The analysis relies on a production cost and capacity expansion model to project hourly wholesale electricity market prices under a range of potential electricity market scenarios, using California as a case study. The scenarios include various levels of renewable and solar energy deployment, high and low natural gas prices, the possible introduction of carbon pricing, and greater or lesser reliance on utility-scale storage and demand response. Based on the wholesale electricity market prices generated by the model, we then develop three residential retail rate structures (flat volumetric rates, time-of-use, and real-time pricing) for each electricity market scenario, using standard retail rate design principles. Finally, we estimate the utility bill savings from PV for 226 California residential customers, for each scenario and retail rate structure, under both net metering and an alternative PV compensation mechanism.
While some of the findings are specific to the particular assumptions and setting used in the research, they demonstrate that uncertainties in future electricity market conditions, retail rate structures, and the availability of net metering can interact to greatly impact the future value of bill savings from residential PV. In particular, the principal findings of the analysis include: • The utility bill savings from residential PV increase with higher levels of renewables on the grid, if compensated via a flat rate with net metering.
• Under all other rate options and compensation mechanisms evaluated in this report, however, the bill savings from residential PV decline with increasing solar penetration levels on the grid.
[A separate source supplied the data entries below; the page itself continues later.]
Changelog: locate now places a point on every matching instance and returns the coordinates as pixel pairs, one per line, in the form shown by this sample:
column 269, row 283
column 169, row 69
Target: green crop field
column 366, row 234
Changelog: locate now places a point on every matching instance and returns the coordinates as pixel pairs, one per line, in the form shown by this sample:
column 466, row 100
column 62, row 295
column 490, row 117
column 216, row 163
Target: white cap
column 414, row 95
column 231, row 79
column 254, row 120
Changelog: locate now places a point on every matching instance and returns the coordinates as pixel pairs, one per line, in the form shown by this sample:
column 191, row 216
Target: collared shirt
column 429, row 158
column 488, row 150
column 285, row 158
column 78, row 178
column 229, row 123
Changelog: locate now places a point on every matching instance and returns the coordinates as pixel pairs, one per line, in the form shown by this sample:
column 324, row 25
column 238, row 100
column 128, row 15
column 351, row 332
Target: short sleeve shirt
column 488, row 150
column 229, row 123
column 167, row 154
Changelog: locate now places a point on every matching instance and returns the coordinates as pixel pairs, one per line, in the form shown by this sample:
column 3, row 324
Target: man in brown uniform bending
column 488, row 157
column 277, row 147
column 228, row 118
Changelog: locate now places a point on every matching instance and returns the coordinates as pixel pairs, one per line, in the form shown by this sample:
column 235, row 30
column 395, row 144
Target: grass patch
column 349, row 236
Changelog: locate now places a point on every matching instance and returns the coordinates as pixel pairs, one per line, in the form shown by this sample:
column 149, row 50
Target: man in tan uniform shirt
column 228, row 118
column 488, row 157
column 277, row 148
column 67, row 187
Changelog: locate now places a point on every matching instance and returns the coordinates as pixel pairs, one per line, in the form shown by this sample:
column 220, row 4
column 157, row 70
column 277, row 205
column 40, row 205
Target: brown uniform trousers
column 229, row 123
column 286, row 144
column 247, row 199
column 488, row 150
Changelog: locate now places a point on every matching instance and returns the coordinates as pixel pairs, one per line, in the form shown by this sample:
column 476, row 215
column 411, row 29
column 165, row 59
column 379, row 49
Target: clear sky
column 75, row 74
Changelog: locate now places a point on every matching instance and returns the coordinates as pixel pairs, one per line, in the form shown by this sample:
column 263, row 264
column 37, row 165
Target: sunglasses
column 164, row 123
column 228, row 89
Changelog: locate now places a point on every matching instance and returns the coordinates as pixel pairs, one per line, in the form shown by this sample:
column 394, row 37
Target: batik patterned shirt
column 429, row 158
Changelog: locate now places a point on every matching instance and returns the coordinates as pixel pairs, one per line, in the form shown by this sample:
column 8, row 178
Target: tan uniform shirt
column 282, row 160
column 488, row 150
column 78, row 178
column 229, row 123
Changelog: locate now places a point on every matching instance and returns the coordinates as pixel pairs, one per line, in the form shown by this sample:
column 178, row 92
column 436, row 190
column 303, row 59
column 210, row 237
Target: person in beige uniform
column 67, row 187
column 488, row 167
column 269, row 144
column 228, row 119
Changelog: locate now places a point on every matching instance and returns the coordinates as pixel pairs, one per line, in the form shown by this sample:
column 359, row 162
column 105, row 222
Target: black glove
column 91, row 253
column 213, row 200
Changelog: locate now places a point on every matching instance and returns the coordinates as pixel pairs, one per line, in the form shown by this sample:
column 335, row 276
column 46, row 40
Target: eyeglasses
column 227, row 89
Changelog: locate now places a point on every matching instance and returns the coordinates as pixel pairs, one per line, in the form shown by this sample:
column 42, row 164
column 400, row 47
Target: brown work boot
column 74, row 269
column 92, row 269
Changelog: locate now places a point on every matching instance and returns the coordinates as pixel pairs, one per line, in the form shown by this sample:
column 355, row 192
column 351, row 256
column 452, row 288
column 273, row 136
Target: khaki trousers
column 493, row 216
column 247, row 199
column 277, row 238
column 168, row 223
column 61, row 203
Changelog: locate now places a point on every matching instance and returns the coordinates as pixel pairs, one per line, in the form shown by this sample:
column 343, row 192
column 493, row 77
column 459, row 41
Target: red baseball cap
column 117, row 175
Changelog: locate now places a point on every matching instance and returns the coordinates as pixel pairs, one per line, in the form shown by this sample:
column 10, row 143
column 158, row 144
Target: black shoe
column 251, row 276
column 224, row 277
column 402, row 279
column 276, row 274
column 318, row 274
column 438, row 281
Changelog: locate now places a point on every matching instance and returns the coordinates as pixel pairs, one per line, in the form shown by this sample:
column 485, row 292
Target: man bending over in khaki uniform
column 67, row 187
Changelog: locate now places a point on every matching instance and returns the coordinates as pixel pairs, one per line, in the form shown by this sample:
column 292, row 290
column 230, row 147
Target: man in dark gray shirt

• Among the three retail rate structures considered, the time-of-use rate provides the greatest bill savings value under electricity market scenarios with relatively low solar penetration levels on the grid, while the flat rate provides the greatest bill savings under high solar penetration scenarios.
• With high solar penetration levels on the grid, the bill savings from residential PV increase with greater deployment of grid storage, demand response, or concentrated solar power with storage.
• Across all of the electricity market scenarios considered, the bill savings are significantly eroded if, instead of net metering, generation from behind-the-meter PV exported to the grid is compensated at hourly wholesale prices.
• Inclining block pricing (a fourth retail rate structure, included only peripherally within our analysis) can lead to variations in the value of bill savings across customers that are even more significant than the variations associated with the electricity market scenarios, retail rate structures, and compensation mechanisms considered elsewhere within the analysis.